By Glenn Smith
The Post and Courier (Charleston, S.C.)
The young man plunged toward the Cooper River like a human missile, his stocky body reaching speeds of 70 mph by the time he struck the dark water, completing a 200-foot freefall from the Lowcountry’s tallest bridge.
Landing feet first likely saved the 21-year-old Andrews man from a watery death Sunday. That, and the rescue workers who had waited just out of sight for hours.
Rescuers dived into the water as the man cleaved the river’s surface beside the Arthur Ravenel Jr. Bridge. In less than 30 seconds he was aboard a boat and being rushed to a waiting ambulance at the Charleston Maritime Center with relatively minimal injuries.
The rescue ran like clockwork. And that was no accident.
A few years ago, Dr. Ralph Shealy, medical director for the Charleston County Volunteer Rescue Squad, began studying cases of local bridge jumpers, hoping to find ways to save more lives. He examined three years’ worth of autopsy reports and was surprised to find that most jumpers died from drowning, not the injuries they received in the fall, he said.
“It had long been an assumption that people were dying because of the impact with the water,” said Shealy, who also works for Charleston County Emergency Medical Services. “There was an expectation that once a person went over the edge, there was no hope ... and that is just not so.”
In recent years, Shealy’s research led to a new response plan in which boats, divers and swimmers are positioned close to where a jumper is expected to land, enabling rescuers to pluck the person from the water before he or she goes under for good.
Sunday’s episode was the first time the strategy was put to a real-life test.
“It was slick as glass,” Shealy said. “Everything worked beautifully.”
Investigators still don’t know what prompted the man to come to Charleston, scale a nearly 7-foot railing on the bridge and threaten to jump, said Charles Francis, a Charleston police spokesman.
The Rev. Rob Dewey, founder of the Coastal Crisis Chaplaincy, worked with police negotiators trying to talk the man down as traffic snarled along the bridge.
“We tried to establish a relationship to find out what was going on and what we could do to be of help to him,” Dewey said. “But he would not communicate with us.”
As the stalemate approached its fourth hour, the man became visibly exhausted from clinging to the railing along the wind-blown span, police said. He eventually slid down the railing and called for help as he dangled over the edge. Police and firefighters rushed to his aid but couldn’t prevent him from falling.
After he was pulled from the water he was rushed to Medical University Hospital, where he was treated for his injuries and committed for a psychiatric evaluation, police said. Hospital officials would not divulge his condition on Monday, and The Post and Courier is not identifying him.
Shealy would not discuss the man’s specific injuries, but he said he remained conscious after the fall. “I told the young man on the boat that there were a lot of people there precisely because they cared about his life,” he said.
James R. Frysinger, physics lab manager at the College of Charleston, said the man’s fall from the bridge likely lasted just a few seconds while subjecting him to “traveling interstate speeds without the benefit of a car or a seat belt.”
“Even if you hit feet-first, you run a real risk of sprained ankles, broken bones and possibly jamming the femur bones out of the hip joints,” said Frysinger, who is also a trained emergency medical technician.
The fall from the Ravenel Bridge is the first since the span opened in July 2005. Those who deal with the suicidal and depressed had expressed fears that the span would attract people seeking to leap from the newest and highest bridge in the region.

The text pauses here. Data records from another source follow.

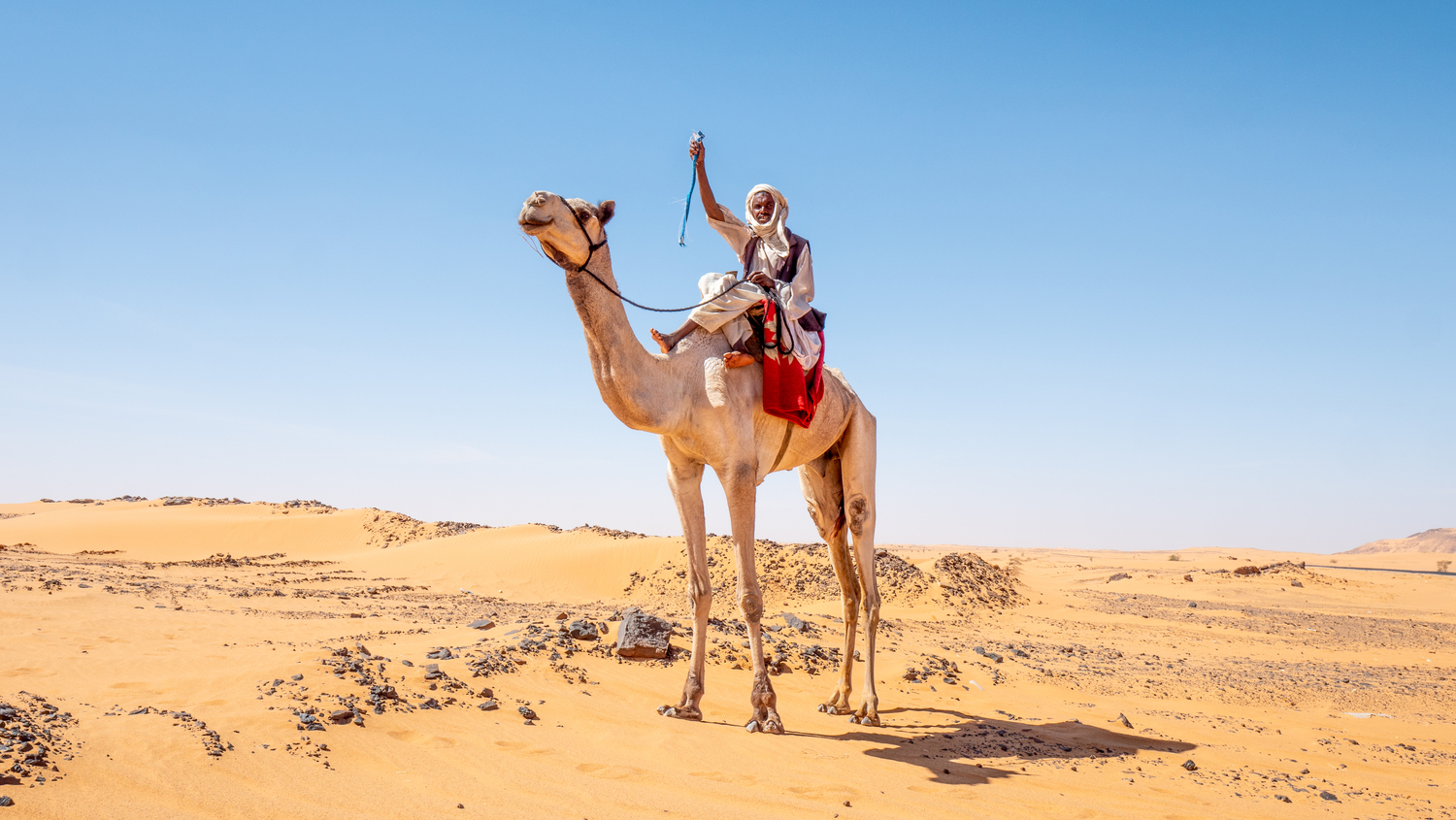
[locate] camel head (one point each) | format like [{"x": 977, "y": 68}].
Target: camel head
[{"x": 567, "y": 229}]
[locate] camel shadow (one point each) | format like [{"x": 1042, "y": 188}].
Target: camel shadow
[{"x": 946, "y": 738}]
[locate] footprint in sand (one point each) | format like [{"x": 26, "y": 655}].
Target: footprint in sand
[{"x": 611, "y": 772}]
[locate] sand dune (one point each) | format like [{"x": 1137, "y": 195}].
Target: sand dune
[
  {"x": 1430, "y": 541},
  {"x": 151, "y": 656}
]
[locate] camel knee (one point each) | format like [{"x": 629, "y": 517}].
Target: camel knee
[
  {"x": 751, "y": 607},
  {"x": 858, "y": 513}
]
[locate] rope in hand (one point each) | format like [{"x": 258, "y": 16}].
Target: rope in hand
[{"x": 687, "y": 206}]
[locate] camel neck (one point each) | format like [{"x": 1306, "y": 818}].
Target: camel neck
[{"x": 619, "y": 363}]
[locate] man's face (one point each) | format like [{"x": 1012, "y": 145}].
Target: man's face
[{"x": 762, "y": 207}]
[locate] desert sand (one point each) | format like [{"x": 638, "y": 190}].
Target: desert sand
[{"x": 166, "y": 659}]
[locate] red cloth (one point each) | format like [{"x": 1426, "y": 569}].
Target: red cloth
[{"x": 788, "y": 390}]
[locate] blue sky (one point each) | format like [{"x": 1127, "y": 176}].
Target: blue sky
[{"x": 1109, "y": 276}]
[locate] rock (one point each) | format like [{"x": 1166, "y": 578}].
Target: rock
[{"x": 643, "y": 636}]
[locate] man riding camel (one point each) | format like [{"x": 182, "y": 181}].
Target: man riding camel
[{"x": 777, "y": 264}]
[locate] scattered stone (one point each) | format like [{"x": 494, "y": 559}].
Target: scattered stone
[
  {"x": 643, "y": 636},
  {"x": 582, "y": 631}
]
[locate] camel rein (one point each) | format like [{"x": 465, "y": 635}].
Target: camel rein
[{"x": 594, "y": 246}]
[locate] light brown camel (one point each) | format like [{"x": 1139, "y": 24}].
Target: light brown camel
[{"x": 705, "y": 414}]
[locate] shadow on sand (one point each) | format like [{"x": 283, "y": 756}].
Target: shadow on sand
[{"x": 946, "y": 736}]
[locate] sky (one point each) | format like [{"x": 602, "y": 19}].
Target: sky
[{"x": 1115, "y": 276}]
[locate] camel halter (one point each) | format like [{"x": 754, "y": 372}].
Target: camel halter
[{"x": 593, "y": 247}]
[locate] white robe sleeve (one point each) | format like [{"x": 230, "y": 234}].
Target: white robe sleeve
[{"x": 798, "y": 294}]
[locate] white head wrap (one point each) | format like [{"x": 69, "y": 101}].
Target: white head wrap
[{"x": 774, "y": 238}]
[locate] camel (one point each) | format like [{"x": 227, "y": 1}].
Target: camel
[{"x": 710, "y": 415}]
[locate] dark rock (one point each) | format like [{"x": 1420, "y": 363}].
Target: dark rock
[{"x": 643, "y": 636}]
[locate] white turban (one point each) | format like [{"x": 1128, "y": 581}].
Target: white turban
[{"x": 774, "y": 236}]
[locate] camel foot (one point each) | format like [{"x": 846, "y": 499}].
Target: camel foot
[
  {"x": 867, "y": 715},
  {"x": 680, "y": 712},
  {"x": 836, "y": 705}
]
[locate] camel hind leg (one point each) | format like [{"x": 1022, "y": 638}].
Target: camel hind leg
[
  {"x": 858, "y": 467},
  {"x": 824, "y": 493}
]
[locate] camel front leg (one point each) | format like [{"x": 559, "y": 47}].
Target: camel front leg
[
  {"x": 684, "y": 478},
  {"x": 824, "y": 496},
  {"x": 743, "y": 496},
  {"x": 858, "y": 464}
]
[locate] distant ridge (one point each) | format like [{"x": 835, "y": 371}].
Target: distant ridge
[{"x": 1430, "y": 541}]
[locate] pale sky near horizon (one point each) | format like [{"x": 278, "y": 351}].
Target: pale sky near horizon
[{"x": 1138, "y": 276}]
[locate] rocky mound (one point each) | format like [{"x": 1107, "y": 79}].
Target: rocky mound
[
  {"x": 794, "y": 573},
  {"x": 1430, "y": 541}
]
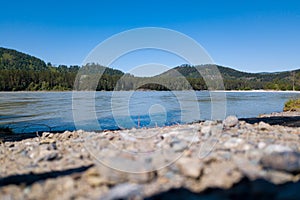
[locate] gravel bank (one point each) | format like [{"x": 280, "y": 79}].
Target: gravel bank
[{"x": 208, "y": 159}]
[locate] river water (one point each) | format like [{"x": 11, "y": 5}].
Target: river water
[{"x": 57, "y": 111}]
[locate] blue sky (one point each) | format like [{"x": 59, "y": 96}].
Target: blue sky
[{"x": 249, "y": 35}]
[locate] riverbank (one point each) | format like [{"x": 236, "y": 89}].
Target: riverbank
[{"x": 193, "y": 160}]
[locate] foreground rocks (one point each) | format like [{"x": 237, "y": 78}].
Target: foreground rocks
[{"x": 144, "y": 163}]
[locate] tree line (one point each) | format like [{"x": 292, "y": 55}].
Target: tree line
[{"x": 22, "y": 72}]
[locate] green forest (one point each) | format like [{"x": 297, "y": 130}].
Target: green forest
[{"x": 22, "y": 72}]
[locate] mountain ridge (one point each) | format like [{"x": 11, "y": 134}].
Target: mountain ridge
[{"x": 20, "y": 71}]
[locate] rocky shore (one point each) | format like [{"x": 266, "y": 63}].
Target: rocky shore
[{"x": 212, "y": 159}]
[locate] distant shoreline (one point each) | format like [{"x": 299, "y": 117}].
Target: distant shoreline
[{"x": 227, "y": 91}]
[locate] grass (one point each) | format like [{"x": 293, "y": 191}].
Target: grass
[{"x": 292, "y": 105}]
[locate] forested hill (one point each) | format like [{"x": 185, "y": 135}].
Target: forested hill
[
  {"x": 12, "y": 59},
  {"x": 236, "y": 80},
  {"x": 22, "y": 72}
]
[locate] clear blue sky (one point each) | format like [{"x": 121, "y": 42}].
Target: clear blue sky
[{"x": 249, "y": 35}]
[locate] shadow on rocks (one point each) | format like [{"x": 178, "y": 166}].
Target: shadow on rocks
[
  {"x": 245, "y": 189},
  {"x": 28, "y": 179},
  {"x": 277, "y": 120}
]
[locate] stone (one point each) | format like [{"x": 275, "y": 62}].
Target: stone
[
  {"x": 283, "y": 161},
  {"x": 233, "y": 142},
  {"x": 124, "y": 191},
  {"x": 230, "y": 121},
  {"x": 276, "y": 148},
  {"x": 190, "y": 167},
  {"x": 49, "y": 156}
]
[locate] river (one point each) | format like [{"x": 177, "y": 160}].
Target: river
[{"x": 57, "y": 111}]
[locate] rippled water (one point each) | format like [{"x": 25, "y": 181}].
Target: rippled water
[{"x": 53, "y": 111}]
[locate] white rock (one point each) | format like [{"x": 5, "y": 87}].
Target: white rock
[
  {"x": 190, "y": 167},
  {"x": 230, "y": 121},
  {"x": 233, "y": 142},
  {"x": 277, "y": 148}
]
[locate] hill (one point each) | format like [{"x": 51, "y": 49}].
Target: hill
[
  {"x": 22, "y": 72},
  {"x": 12, "y": 59},
  {"x": 236, "y": 80}
]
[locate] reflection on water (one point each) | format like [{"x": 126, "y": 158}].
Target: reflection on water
[{"x": 53, "y": 111}]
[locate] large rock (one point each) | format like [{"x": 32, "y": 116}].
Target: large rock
[
  {"x": 284, "y": 161},
  {"x": 230, "y": 121},
  {"x": 190, "y": 167}
]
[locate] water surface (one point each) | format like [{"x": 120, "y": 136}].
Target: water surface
[{"x": 53, "y": 111}]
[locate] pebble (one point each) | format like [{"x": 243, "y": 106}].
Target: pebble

More than 50 people jumped or fell from the span’s smaller predecessors, the Silas N. Pearman Bridge and John P. Grace Memorial Bridge. Ten of those people survived.
Many suffered crushing injuries, such as broken necks, fractured ribs and lacerated livers. One woman hit the water with such force that the pattern of her corduroy pants was left imprinted on her skin. Others drowned, too disoriented or injured to swim to safety.
A pedestrian walkway and emergency lanes along the 3.5-mile length of the Ravenel Bridge have provided the public with much greater access than existed on the old bridges. The vertical railing that flanks the walkway and cameras to monitor activity were expected to discourage jumpers, but state Department of Transportation officials acknowledged from the beginning that the measures were hardly foolproof.
DOT officials did not respond to questions Monday about whether new safety measures would be installed as a result of the jump.